A new Firefox update caused the browser to go down today, as it wouldn’t connect to the internet and in some cases even crash.
Currently stuck with @firefox.
Sites won’t load. Not even a status on the bottom left. Can load sites after refreshing FF but will revert back to this after a few minutes. Refreshed, reinstalled, restarted (pc), still nothing.
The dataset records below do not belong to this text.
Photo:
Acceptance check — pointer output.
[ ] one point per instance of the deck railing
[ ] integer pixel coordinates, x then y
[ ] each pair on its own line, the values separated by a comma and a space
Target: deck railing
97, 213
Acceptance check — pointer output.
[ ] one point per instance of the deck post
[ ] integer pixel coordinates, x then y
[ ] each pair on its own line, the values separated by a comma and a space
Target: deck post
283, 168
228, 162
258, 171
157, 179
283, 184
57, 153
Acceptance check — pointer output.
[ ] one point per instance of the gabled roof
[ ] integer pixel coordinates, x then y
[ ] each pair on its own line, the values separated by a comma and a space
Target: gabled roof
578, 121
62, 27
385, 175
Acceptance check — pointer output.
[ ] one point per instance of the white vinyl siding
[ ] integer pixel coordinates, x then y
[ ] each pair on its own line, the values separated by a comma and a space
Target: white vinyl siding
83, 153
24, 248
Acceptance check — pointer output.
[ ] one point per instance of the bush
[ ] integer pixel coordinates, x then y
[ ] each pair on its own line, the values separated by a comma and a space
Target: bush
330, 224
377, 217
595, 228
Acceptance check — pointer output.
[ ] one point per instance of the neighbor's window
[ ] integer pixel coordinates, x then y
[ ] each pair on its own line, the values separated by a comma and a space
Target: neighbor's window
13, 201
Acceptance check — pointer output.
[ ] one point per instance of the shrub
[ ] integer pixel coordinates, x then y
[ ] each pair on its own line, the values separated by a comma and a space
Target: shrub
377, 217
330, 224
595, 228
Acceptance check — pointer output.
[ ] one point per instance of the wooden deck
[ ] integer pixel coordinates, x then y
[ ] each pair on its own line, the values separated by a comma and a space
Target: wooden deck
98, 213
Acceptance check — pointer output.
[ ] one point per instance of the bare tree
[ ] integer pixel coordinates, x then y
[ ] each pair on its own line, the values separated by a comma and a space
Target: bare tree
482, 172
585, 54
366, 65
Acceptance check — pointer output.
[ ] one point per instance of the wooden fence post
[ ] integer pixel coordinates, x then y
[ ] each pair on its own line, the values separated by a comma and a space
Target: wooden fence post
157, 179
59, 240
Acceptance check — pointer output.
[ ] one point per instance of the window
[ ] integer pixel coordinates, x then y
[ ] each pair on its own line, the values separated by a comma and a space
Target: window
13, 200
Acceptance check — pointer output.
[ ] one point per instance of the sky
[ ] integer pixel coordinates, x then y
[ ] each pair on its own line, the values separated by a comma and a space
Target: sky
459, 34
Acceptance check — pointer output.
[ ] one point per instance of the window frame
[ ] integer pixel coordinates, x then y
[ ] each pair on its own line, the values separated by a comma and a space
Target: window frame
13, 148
Already reported. pic.twitter.com/D74PNDR4JY— Ced 🚲🖥🎮 (@smithees) January 13, 2022
Users report that the outage is similar to not having an Internet connection- though the effect was localized entirely to Mozilla Firefox, meaning other browsers could still access the Internet, and more importantly, tweet about it.
“Didn’t even know it was possible for a browser like this to go down centrally. Are we routing through a Mozilla server every time we load a webpage in firefox or something? What the heck”, writes one redditor.
In more extreme cases, trying to load anything would prompt Firefox to straight-up crash, or become non-responsive.
The official Firefox Twitter account hasn’t officially commented on the issue, although the community seems to have tracked down the issue.
For those who enjoy technical information, it looks like the bug causes an infinite loop in one of the processes, making the browser eat CPU while not loading any pages.
How To Fix The Firefox Down Issue
As someone who uses Firefox, I had the issue as well, and managed to fix it by simply refreshing the browser, though several users report that it doesn’t work for everyone.
The community seems to have pinned the fix as follows (thanks to Twitter user @Aussermayr for the fix).:
- Type ‘about:config’ in Firefox search bar
- Search for ‘network.http.http3.enabled’
- Switch to ‘false’
- Restart the browser
“While browsing, pages suddenly stopped loading. A look with htop
showed the main process’ socket thread eating 100% CPU and a look with perf top
showed it jumping around Http3 ReadSegments
and OnReadSegment
code.”, writes Jan Alexander Steffens, who reported the bug to the database.
“It’s not related to a specific version, we’re getting reports ESR is even affected. Suspicion is around some long existing HTTP3 bug that’s being triggered by an external service updating.” writes user Gian-Carlo Pascutto.
Users are also saying that it’s affecting the auto updater, so there’s no word on how Mozilla plans to get a fix out.